I was able to get this to work. There was a problem with the ec2 instance and fixed it now.

However, I have one last pressing issue. As I have mentioned earlier I am annotating for multi-label, multi-class classification task. I have around 100 classes, I want to start three parallel annotation sessions.

PRODIGY_PORT=5678 nohup prodigy [....] --label class1
PRODIGY_PORT=1234 nohup prodigy [....] --label class2 and so-on.

I am hosting prodigy application in Ec2 instance and able to run multiple sessions successfully. But when I use proxy_pass the external link says "Oops, something went wrong" - Project couldn't be fetched properly.

I tried proxypass with other generic websites and it works fine, so I am assuming it's got something to do with my prodigy project.

Hi @ines
It works fine for one proxypass but from the next one onwards it gives that error. Also, I checked the explorer console - it says "502 bad gateway". I am using Chrome.

Hey @VaishKandala , what are you using with proxypass? Maybe Nginx? Apache? Or something like Traefik?

You might want to check if there's any error in the console, in developer tools.

Then also check the logs for the system on front (Nginx, Apache, Traefik, etc) .
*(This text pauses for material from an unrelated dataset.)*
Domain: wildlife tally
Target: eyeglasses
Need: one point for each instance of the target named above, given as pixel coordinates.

And then also check the logs for Prodigy.

If you are running with nohup, you can probably redirect the output to a file, so that you can see the logs later, for example, something like:

nohup prodigy ...some-params-here > logs-prodigy1.log 2>&1 

The > logs-prodigy1.log makes the logs go to a file logs-prodigy1.log, you would use a different file for each Prodigy you start. And then 2>&1 makes the sterr (the "error" logs) go to the same file as the normal logs.

Then, when you get the issue again, you can check if there's any error in those files too.

But also make sure you check in the proxy (Nginx, Apache, Traefik, etc) as the error might be in its configurations.

Thanks @tiangolo.

I am using Nginx and finally could figure out the issue. This is my first attempt with Nginx and I wasn't passing the ports in "upstream" so it was picking the default or if the default is not running it was giving an error. Now, the problem is solved with Nginx.

Thanks,
Vaishnavi

Awesome @VaishKandala ! :tada:

Thanks for reporting back.

Just released Prodigy v1.10, which adds the field_suggestions option to text_input blocks!

Hi @ines

I want to train a multi-label text classification model on the data provided on Prodigy docs page news_headlines.jsonl. For this I need the annotated data set. Is it available? If it is, please share me the download link.
Thanks

Yes, there's a link "Downoad annotated data" here, but that includes the data annotated with some named entties: Prodigy 101 – everything you need to know · Prodigy · An annotation tool for AI, Machine Learning & NLP You can also download the raw data from there. It's just some news headlines, nothing special.

Also, note that this is just an example dataset, though and it was created for the tutorial to make it easier for people to try things out. It's not particularly useful outside of that, so if you actually want to train your own model, you should also create your own dataset.